Con l’introduzione del reato di omicidio stradale nel 2016, (legge n. 41 del 23 marzo 2016) si è passati dall’imputazione per omicidio colposo, eventualmente aggravato dall’uso di alcool o droghe, all’imputazione di omicidio stradale.

Ne bis in idem

La sentenza della Cassazione numero 26857/2018 tiene in considerazione il principio del “ne bis in idem”, ossia “non due volte per la stessa cosa”. Per questo motivo la guida in stato di ebrezza o la guida sotto l’effetto di sostanze stupefacenti verrebbero considerate aggravanti ma non reati a sé stanti.

Se l’imputato viene perseguito per il reato di omicidio stradale, non può essere giudicato per altri reati autonomi minori, in quanto parti di un unico reato. 

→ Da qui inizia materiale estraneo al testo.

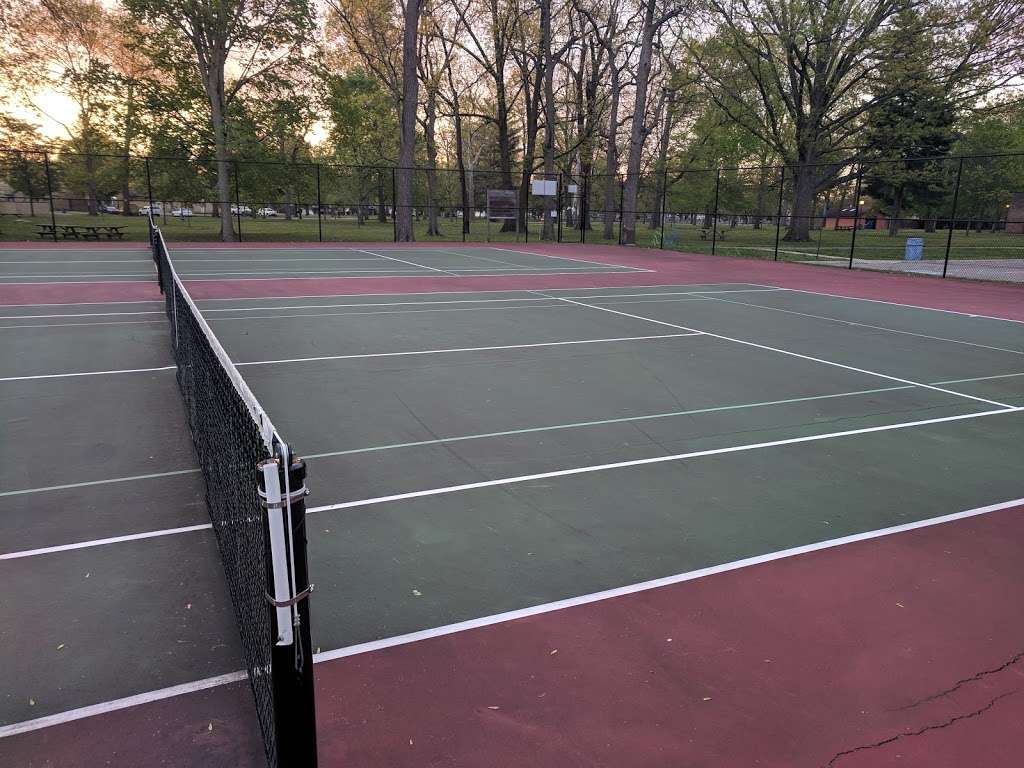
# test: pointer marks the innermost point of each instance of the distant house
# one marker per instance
(1015, 217)
(845, 218)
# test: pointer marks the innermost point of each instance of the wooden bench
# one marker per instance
(80, 231)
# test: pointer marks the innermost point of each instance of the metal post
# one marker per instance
(665, 195)
(320, 216)
(238, 202)
(148, 184)
(714, 220)
(778, 209)
(856, 215)
(49, 193)
(952, 218)
(283, 488)
(622, 204)
(394, 203)
(558, 209)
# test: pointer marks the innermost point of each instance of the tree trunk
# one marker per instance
(429, 136)
(548, 228)
(897, 211)
(611, 159)
(638, 131)
(407, 147)
(663, 164)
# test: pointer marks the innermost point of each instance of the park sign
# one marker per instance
(503, 204)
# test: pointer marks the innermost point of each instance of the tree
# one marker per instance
(653, 19)
(913, 119)
(802, 76)
(256, 37)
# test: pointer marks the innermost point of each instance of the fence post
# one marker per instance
(238, 202)
(714, 220)
(394, 204)
(856, 215)
(952, 218)
(778, 210)
(584, 213)
(320, 213)
(49, 194)
(622, 204)
(148, 184)
(665, 195)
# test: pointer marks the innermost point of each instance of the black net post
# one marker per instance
(320, 217)
(952, 217)
(394, 204)
(49, 194)
(288, 590)
(856, 215)
(665, 195)
(622, 203)
(778, 209)
(148, 184)
(238, 201)
(714, 220)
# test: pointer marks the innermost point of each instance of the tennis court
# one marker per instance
(585, 507)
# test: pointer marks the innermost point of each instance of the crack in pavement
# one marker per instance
(960, 683)
(977, 713)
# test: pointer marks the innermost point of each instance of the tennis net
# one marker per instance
(255, 489)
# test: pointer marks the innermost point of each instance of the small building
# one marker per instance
(845, 218)
(1015, 216)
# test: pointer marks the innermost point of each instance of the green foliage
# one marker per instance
(913, 118)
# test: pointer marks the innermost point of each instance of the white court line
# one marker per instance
(120, 704)
(466, 349)
(403, 261)
(86, 483)
(496, 619)
(567, 258)
(522, 431)
(865, 325)
(896, 303)
(632, 589)
(522, 299)
(757, 288)
(101, 542)
(652, 460)
(602, 422)
(784, 351)
(88, 373)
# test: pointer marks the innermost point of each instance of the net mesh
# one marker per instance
(231, 434)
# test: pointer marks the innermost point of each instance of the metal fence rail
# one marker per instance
(967, 212)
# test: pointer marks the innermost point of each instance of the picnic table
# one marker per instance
(80, 231)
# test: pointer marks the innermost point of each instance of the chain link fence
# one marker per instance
(950, 217)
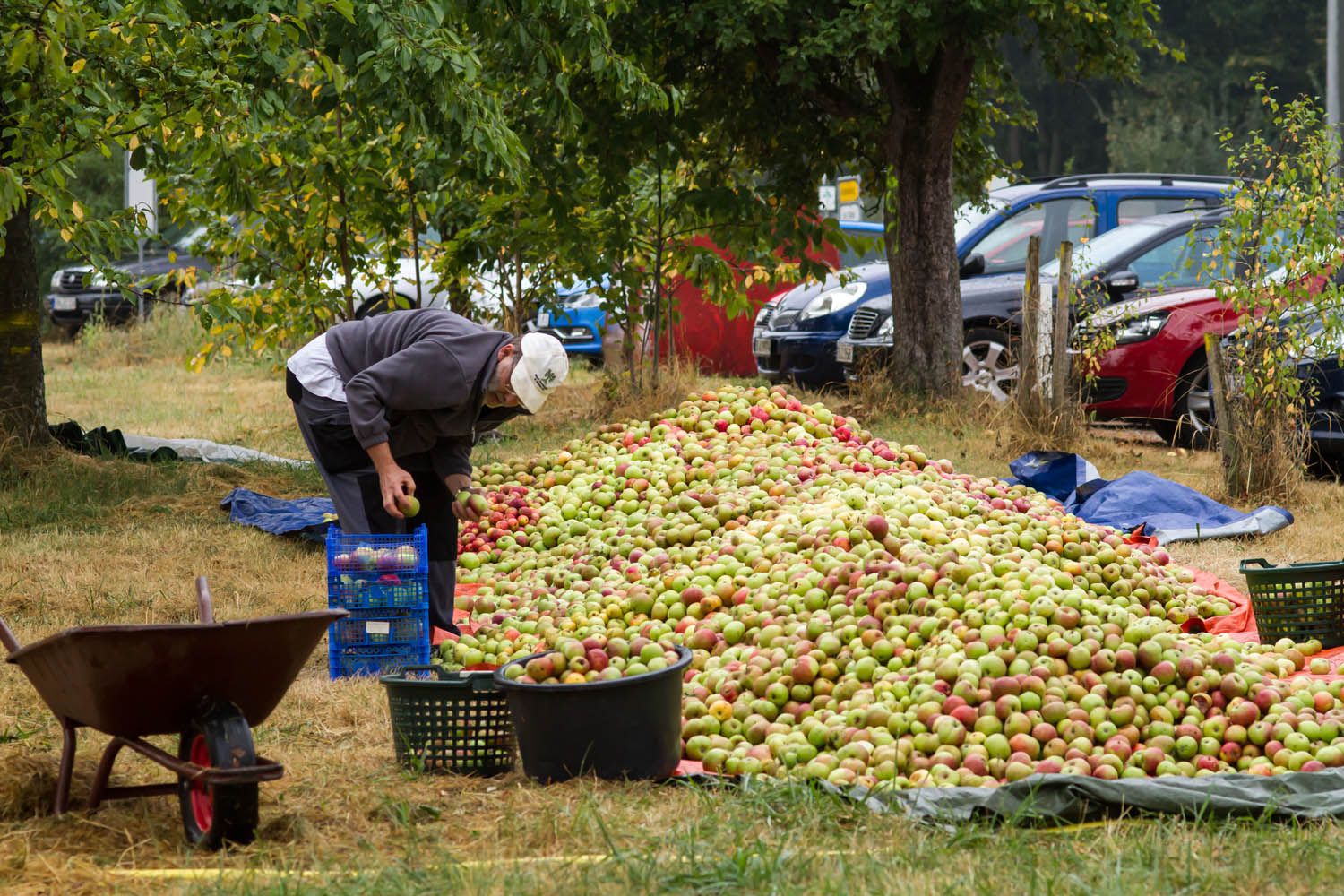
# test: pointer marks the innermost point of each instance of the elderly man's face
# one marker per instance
(500, 392)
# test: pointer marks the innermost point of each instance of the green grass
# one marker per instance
(88, 541)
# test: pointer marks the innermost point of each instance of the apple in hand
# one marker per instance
(476, 503)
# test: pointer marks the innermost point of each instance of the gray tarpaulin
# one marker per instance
(1066, 799)
(204, 450)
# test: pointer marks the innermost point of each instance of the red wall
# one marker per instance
(709, 336)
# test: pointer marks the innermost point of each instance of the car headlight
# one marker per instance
(1139, 330)
(833, 300)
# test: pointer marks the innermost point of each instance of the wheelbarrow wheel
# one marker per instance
(212, 815)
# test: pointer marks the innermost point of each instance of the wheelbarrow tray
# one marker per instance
(136, 680)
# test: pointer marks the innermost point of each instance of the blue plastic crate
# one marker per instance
(389, 590)
(381, 629)
(373, 555)
(383, 582)
(373, 661)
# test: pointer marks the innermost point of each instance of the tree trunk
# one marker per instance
(23, 402)
(925, 282)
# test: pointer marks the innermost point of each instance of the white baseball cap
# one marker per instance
(542, 366)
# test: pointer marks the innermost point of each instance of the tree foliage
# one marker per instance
(909, 90)
(1284, 231)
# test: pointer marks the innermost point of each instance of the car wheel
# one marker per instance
(988, 363)
(1193, 410)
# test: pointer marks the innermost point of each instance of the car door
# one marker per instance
(1180, 261)
(1054, 220)
(1129, 209)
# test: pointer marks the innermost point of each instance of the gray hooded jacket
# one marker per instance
(417, 381)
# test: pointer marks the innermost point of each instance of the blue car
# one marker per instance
(796, 335)
(578, 322)
(580, 319)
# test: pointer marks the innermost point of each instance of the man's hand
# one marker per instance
(459, 482)
(392, 481)
(395, 485)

Guida in stato d’ebbrezza come reato

Il reato di guida in stato di ebbrezza viene sanzionato in base alla quantità di alcool riscontrato nel sangue del conducente (artt. 186 e 186 bis del codice della strada):

  • Sanzione di tipo amministrativo, se il tasso alcolemico è superiore a 0,5 gr/l ma non superiore a 0,8 gr/l. In questo caso viene inflitta una multa che può andare da 500 a 2000 euro. In più scatta la sospensione della patente di guida da tre a sei mesi.
  • Sanzione penale, se il tasso alcolemico è superiore a 0,8 gr/l e non superiore a 1,5 gr/l. In questo caso è prevista la detenzione per un periodo massimo di sei mesi. La multa oscilla da 800 a 3.200 euro mentre la patente di guida viene sospesa da sei mesi ad un anno.
  • Sanzione penale, se il tasso alcolemico supera 1,5 gr/l. Prevede la detenzione da sei mesi a un anno, una multa non inferiore a 1.500 euro e non superiore a 6.000, e la sospensione della patente da uno a due anni. Se il veicolo in cui si trova il guidatore è di sua proprietà gli viene confiscato.

Reato di guida in stato di alterazione psico-fisica per uso di sostanze stupefacenti.

La guida in stato di alterazione psico-fisica per uso di sostanze stupefacenti (art. 187 del codice della strada) viene punita con una sanzione amministrativa che va da 1.500 a 6.000 euro e con una sanzione penale, nei casi più gravi, ossia la detenzione da sei mesi ad un anno. Una volta accertato il reato viene applicata la sanzione amministrativa accessoria della sospensione della patente di guida da uno a due anni.